Glaesser was very professional when talking about her mechanical stating, “I’m disappointed, but that’s part of bike racing.” She was visibly upset with her result as she was having a great ride and was shooting for the gold but ended up 35s behind Catlin.
Zoenique Williams of Bermuda did not start as her bike did not meet UCI measurements while Maria Luisa Calle Williams, the 46-year-old rider from Columbia, who competed in the team pursuit at the track last week was also a no-show.
The weather forecast has initially predicted that the wind would drop around the time of the men’s time trial start. However this was not the case – in fact the gusts seemed even stronger than in the women’s race. Most riders were still using rear discs and deep-dished front wheels for the two-loop, 37km route – the same course that the women raced on, but the men would complete two laps vs one.
Canada’s Sean Mackinnon, the youngest rider in the competition was first to the start gate as Emile Abraham of Trinidad and Tobago did not show up to the start line. Mackinnon was off smooth, as reigning Canadian Elite Men’s TT champ, Hugo Houle, was one of the last riders called to the line.
Just after the final rider was off we got word that Mackinnon had posted his first split time of 11:11 – he was flying. His time held until Mexico’s Ignacio Prado took a second off of it with 11:10. When Houle crossed the same point everyone knew that he was on a fantastic pace with a time of 11 minutes even – 10 seconds faster than the second-placed rider at this point while Mackinnon was sitting comfortably in third.
At time-check 2 Mackinnon’s time was solid – the riders did not go through the start/finish line so the second split was at the same point as the first split, close to 28km into the race. When Prado came through, Mackinnon had shown that he had taken time out of him as his split was 10 seconds faster than the Mexican’s. Houle continued to rocket around the course and at time-check two he was 50 seconds faster than Mackinnon. With about 9km to go, Canada was sitting in first and second.
Mackinnon, 19, was the first rider to finish with a time of 46:51.46 (an average speed of 47.377 km/h) – pretty quick for the rising U23 rider that’s part of the new NextGen program.

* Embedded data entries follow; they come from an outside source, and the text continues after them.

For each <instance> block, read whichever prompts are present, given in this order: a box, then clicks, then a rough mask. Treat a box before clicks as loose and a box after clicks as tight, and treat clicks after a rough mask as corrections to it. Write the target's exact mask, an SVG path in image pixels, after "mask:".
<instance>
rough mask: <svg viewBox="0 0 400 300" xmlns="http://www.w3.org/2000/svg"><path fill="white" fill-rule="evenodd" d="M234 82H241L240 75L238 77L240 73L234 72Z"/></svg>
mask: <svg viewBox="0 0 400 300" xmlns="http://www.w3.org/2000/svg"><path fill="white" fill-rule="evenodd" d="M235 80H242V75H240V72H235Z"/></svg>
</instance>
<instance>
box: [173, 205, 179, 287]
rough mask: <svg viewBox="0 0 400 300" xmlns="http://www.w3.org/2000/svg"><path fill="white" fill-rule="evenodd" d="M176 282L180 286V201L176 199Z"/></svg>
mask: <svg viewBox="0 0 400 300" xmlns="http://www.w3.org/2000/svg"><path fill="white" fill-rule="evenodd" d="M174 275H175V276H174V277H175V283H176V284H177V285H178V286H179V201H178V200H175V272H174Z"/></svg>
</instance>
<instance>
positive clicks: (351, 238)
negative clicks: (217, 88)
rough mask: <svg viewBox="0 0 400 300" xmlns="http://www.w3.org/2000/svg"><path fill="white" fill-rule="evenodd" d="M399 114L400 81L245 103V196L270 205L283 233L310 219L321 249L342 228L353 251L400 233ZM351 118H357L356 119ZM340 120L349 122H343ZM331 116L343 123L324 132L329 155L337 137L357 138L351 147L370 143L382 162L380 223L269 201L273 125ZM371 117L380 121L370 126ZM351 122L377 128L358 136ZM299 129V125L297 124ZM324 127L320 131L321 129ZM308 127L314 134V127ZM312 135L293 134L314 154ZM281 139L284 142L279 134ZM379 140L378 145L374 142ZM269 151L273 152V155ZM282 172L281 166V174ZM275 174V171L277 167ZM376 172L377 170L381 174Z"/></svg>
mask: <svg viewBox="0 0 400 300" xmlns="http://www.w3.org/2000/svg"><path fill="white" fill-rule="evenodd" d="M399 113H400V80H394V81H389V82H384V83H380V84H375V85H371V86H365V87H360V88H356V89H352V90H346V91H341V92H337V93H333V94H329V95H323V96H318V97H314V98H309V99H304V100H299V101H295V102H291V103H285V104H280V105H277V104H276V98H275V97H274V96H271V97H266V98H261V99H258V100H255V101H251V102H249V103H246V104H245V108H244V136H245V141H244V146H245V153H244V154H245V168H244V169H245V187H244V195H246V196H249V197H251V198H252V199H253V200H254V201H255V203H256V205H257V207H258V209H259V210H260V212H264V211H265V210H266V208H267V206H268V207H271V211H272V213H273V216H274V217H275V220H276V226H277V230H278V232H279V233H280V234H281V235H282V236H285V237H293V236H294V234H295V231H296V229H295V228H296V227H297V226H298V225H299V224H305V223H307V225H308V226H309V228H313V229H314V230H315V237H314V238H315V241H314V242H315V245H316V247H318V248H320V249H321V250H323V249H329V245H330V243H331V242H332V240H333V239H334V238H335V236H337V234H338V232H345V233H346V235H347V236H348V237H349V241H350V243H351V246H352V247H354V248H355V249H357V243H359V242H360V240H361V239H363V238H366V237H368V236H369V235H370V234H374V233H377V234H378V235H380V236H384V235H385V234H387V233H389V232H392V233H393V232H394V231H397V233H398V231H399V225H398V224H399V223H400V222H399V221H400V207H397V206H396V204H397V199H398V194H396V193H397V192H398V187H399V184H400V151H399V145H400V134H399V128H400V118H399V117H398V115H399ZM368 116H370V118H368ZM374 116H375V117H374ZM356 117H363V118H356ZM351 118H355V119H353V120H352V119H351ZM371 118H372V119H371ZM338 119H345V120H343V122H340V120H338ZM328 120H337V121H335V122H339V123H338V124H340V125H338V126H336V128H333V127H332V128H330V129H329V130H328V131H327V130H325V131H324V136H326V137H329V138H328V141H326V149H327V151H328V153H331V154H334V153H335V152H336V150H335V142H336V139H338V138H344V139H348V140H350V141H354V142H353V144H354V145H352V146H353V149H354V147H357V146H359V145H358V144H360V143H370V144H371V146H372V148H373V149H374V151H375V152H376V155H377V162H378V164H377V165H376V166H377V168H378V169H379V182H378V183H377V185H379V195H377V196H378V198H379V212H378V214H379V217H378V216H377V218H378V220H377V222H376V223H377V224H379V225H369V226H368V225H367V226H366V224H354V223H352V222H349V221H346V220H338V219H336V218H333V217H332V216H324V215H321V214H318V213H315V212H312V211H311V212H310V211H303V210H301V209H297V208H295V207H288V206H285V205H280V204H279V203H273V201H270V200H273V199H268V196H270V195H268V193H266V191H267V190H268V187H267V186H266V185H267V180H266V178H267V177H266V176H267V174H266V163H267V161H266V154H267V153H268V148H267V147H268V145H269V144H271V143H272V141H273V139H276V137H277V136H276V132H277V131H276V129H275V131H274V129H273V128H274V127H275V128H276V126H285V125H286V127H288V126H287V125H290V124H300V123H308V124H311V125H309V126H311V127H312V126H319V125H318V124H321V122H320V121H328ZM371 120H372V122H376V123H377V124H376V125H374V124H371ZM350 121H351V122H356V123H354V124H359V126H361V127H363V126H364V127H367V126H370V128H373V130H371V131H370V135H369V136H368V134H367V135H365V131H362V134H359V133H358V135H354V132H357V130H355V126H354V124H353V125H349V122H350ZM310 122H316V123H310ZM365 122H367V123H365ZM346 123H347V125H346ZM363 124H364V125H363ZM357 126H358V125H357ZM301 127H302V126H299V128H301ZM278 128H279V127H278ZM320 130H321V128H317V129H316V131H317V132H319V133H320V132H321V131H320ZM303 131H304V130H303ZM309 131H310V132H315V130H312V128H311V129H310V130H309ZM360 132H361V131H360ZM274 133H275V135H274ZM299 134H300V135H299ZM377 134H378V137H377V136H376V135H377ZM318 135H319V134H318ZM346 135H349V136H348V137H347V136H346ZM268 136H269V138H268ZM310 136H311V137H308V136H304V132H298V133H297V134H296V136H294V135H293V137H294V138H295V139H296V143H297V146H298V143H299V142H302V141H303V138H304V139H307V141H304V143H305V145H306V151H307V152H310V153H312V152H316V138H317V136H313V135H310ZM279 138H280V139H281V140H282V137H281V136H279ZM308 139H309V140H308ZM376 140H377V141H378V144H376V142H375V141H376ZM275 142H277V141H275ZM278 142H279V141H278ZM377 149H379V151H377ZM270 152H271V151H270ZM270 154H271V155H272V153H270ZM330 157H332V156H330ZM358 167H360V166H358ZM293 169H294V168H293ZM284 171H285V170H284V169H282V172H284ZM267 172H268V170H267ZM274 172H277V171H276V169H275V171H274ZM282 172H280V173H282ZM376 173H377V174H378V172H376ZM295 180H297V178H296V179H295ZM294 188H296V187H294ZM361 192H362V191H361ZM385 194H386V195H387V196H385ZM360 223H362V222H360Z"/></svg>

His time stuck until Prado bumped him to second by a 20-second margin with a time of 46:31.35.
We did not have to wait long to see how well the other Hugo (some newbie fans thought that Houle and Barrette were the same Hugo) was doing. He ripped across the line to the roar of the crowd taking even more time out of the competition in the final section finishing 1:17 ahead of Prado with a time of 45:13.48 (49.088 km/h average speed). Post-race we asked Houle what his average power output was and he told us that he didn’t know exactly, but that it was “over 400 watts”.
With only three riders remaining it was pretty clear that Houle, a WorldTour rider with AG2R La Mondiale, was golden and first place was his. The big question for Canadian fans was whether Mackinnon could hold onto bronze. As the time ticked away all things looked good for the rising young star from Hamilton. More cheers erupted as Canada’s cycling medal count went up by another three for a good day at the office.